In an email statement, the Infosys spokeswoman said that the company was committed to complying with US immigration laws. "The US Department of Labor regularly selects a percentage of visa and labour condition applications for extra scrutiny in this industry, and we work closely with the DOL to assist them in this activity in the ordinary course of our business. We have received no indication of any broader investigation of Infosys visa practices," the statement said.

A TCS spokesperson said that the company was in the silent period and referred to the previous statement issued by the company on the issue. "TCS maintains rigorous internal controls to ensure we are fully compliant with all regulatory requirements related to US immigration laws, including those related to H-1B visas," the statement said.

It was also recently reported that due to the mounting public pressure, Disney reversed a decision to replace 35 American IT workers with H-1B guest workers at its ABC broadcasting offices. The news comes after the company was massively criticised for the recent replacement of 250 technology workers with H-1B guest workers at Disney's Theme Parks division.

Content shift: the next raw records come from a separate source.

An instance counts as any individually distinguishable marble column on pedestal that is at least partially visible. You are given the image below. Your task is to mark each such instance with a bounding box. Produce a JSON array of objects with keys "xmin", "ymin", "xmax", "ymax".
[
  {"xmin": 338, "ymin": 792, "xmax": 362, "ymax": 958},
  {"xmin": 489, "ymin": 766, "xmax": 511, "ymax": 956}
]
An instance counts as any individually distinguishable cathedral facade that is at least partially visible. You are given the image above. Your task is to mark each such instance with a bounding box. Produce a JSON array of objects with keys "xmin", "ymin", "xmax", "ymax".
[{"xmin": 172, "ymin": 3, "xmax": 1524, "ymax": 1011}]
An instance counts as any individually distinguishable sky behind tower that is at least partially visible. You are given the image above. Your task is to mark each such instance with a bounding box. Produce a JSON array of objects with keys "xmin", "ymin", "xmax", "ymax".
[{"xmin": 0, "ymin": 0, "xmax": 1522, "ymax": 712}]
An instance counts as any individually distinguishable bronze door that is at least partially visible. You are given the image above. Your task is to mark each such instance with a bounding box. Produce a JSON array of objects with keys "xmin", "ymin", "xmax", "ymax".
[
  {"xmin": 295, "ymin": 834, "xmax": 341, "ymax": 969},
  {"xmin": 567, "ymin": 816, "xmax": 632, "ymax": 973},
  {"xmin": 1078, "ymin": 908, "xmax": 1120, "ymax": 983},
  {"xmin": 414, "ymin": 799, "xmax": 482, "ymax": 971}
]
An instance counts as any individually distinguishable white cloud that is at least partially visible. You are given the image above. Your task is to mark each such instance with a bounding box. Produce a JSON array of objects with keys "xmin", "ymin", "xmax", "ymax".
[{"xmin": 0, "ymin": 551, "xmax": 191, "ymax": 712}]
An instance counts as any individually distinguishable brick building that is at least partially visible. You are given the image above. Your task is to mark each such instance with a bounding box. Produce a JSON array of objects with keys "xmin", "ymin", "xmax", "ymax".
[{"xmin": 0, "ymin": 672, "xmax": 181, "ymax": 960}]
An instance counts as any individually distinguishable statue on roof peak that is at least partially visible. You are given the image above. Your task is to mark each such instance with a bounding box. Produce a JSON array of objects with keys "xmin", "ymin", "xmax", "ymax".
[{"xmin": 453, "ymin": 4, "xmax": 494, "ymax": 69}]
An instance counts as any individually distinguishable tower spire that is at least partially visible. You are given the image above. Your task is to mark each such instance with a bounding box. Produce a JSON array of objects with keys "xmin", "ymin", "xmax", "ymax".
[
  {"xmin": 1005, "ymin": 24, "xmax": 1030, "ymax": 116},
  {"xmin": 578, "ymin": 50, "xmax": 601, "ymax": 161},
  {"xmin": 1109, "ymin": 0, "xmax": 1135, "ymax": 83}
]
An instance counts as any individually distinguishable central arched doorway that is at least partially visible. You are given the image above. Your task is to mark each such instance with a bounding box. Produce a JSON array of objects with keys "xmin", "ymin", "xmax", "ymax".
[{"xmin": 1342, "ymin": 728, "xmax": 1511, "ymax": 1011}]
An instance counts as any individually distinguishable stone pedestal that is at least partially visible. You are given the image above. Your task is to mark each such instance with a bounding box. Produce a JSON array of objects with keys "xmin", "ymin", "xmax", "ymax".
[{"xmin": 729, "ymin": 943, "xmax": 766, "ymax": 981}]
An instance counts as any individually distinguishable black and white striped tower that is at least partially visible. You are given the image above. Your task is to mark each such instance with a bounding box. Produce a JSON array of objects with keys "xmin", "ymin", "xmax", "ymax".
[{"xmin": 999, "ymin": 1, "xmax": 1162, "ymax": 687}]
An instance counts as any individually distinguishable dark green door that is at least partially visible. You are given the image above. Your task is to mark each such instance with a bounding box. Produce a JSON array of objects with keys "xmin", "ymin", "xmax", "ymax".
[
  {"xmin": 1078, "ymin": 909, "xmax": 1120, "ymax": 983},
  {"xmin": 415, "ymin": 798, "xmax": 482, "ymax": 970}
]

Ron Hira, an expert on immigration issues and chair of the department of public policy at Rochester Institute of Technology said that though allegations against Indian companies had been around for some years now, there were a few differences this time around. While the Senate Judiciary Committee is chaired by Senator (Chuck) Grassley, who has sought H-1B reform for many years, the Senate Subcommittee on Immigration is chaired by Senator (Jeff) Sessions, who has more recently become concerned with H-1B abuses. While their predecessors never took a hearing on this issue, the two took a hearing on the need for better protection in the H-1B programme as recently as March, said Hira.

He added that the wide media coverage of three prominent companies, Southern California Edison, Fossil Group, and Disney - which were accused of displacing American technology workers, had added to the intensity of the issue. "Now more than ever there is an understanding by the American public that the H-1B programme is being abused and the abuse is widespread."

As far as the investigation by the Department of Labor was concerned, he said that there was not much public information about the investigation. "The Obama Administration has dragged its feet before initiating the investigation." But, if there are findings of violations, the administration can debar the violators from using the H-1B programme. And if there are findings that no violations occurred, the onus would be on Congress to change the law.

Commenting on the reports of the investigation, Nasscom President R Chandrashekhar had earlier said, "Attempts are being made to portray the contribution of Indian IT companies in a negative light and it is also unfortunate if this kind of a thing creates an impression that Indian industry is being hounded by American authorities, which can have an impact on the trade relations that the two nations share." He had added that Indian companies had also contributed hugely in maintaining competitiveness of US companies, which had given them the stability to create jobs. "We need to make the contribution of Indian IT industry better known and perhaps step up our efforts in this direction." Chandrashekhar said that the trigger for this could be the upcoming elections in the US.

Hira opined that the belief of Indian companies that this was just pre-election rhetoric had been correct in the past, "but no one really knows what will happen this time around.